The second set of experiments, based upon more recent experimental measurements and analysis, provide additional new information regarding the effects of flow passage height, rotational speed, surface roughness texture size and arrangement, gas species, and volumetric flow rate on rarefaction slip phenomena. Employed are flow passage heights of 9.8 μm, 19.9 μm, and 40.5 μm. Analytic results are included which illustrate local time-averaged velocity variations with radial and normal coordinates, including alterations due to locally reversed flow which becomes more prevalent as the overall volumetric flow rate approaches zero. Also presented are slip velocity magnitudes and accommodation coefficient magnitudes for a range of experimental conditions, which include Knudsen numbers from 0.0075 to 0.021, Reynolds numbers based upon slip velocity and molecular mean free path from 1.15x10-6 to 9.66x10-6, and Reynolds numbers based upon mean flow velocity and flow passage height from 5.6 to 416. In general, variations of slip velocity and accommodation coefficient magnitudes are consistent with flow physics changes which are associated with the presence of surface roughness, changes of disk rotational speed, and different gas species.

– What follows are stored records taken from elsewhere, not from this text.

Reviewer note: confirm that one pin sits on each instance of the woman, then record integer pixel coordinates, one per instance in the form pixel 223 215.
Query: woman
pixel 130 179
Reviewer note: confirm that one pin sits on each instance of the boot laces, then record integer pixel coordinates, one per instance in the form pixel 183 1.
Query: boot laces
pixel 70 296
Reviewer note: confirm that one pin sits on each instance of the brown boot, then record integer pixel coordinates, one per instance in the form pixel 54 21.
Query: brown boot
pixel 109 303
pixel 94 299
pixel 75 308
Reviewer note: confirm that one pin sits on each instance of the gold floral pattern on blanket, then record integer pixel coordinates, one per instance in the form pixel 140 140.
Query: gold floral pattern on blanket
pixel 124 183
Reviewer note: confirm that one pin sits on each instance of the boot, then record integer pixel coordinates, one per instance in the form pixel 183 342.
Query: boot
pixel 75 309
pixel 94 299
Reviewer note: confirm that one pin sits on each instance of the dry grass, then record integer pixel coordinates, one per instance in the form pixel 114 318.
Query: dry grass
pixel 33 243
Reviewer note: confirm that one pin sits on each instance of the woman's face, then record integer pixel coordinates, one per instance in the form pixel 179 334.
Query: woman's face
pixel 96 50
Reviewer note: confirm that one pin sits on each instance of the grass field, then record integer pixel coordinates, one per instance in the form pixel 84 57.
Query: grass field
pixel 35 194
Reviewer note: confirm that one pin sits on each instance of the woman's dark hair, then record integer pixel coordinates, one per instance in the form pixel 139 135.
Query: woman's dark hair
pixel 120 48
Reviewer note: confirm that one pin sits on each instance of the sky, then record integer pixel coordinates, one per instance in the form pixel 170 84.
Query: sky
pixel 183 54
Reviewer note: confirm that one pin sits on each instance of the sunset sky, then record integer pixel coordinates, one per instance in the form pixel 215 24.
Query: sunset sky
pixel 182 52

More complex variations with different levels of average roughness height provide evidence that the character and distribution of surface roughness characteristics also influence near-wall flow behavior and associated slip velocity magnitudes. Even though slip velocity values show trends consistent with expected flow physics changes which are associated with different flow passage heights, accommodation coefficients show inconsistent quantitative trends as flow passage height is altered. Such contradictory characteristics provide an opportunity for the development of an improved analytic model which gives a more physically realistic representation of rarefaction slip flow characteristics within dilute gases.